First, Mansour’s accession to power was largely facilitated by the agreement backed by the Gulf Cooperation Council (GCC) which was signed by Yemen’s former president Ali Abdullah Saleh. While there is no such agreement in place in Egypt’s case, the unspoken consensus amongst countries such as Saudi Arabia and the UAE essentially supports the move; both countries have been infusing financial aid in support of Egypt’s current transition by pledging $12bn in aid. While Saudi Arabia has a vested interest in the stability of its bordering country to avert several issues, such as a Houthi insurgency amongst others, it shares the same vested interest in the removal of the Muslim Brotherhood which is an existential threat to its current rulers.
Second, Yemen’s tribal mechanism allowed the emergence of a single candidate which was viewed as a best case scenario to rescue Yemen from an imminent civil war. While Egypt doesn’t necessarily have a tribal system, it boasts several well-established legacy institutions which act in a tribal fashion. Such institutions, notably the army, judicial system and media apparatus were key players behind the removal of former president Mohamed Morsi from power; a move which was seen as essential to avoid chaos.
Third, the need for stability remains a common factor in the two scenarios. The non-competitive presidential election in Yemen was seen as a bid for stability even if such stability is brought about by an uncompetitive democratic process. In Egypt, three years of going nowhere have made such a need more pressing. Stability is the key word on the streets.
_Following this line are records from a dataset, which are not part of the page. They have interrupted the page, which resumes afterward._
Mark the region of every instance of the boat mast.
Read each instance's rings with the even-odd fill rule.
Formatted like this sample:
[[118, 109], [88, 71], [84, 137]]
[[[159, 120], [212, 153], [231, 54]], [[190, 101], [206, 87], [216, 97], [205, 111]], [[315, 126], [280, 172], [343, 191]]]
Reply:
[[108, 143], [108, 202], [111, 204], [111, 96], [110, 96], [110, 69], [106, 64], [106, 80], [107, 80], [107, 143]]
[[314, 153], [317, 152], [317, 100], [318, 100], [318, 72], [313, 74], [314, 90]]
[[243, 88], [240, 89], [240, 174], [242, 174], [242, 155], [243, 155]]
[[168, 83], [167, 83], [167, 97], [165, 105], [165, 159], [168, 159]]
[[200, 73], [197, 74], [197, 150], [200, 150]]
It remains interesting how the situation in Egypt progressed from a revolution hailed as inspirational to a mere attempt to return to a pre 25 January status. The irony remains in how all the self proclaimed revolutionaries see no problem at all with such a transition. It is all part of a learning exercise that doesn’t seem to have an end in sight, where Egypt moved from following the trek of Tunisia to taking the long winding road to Yemen.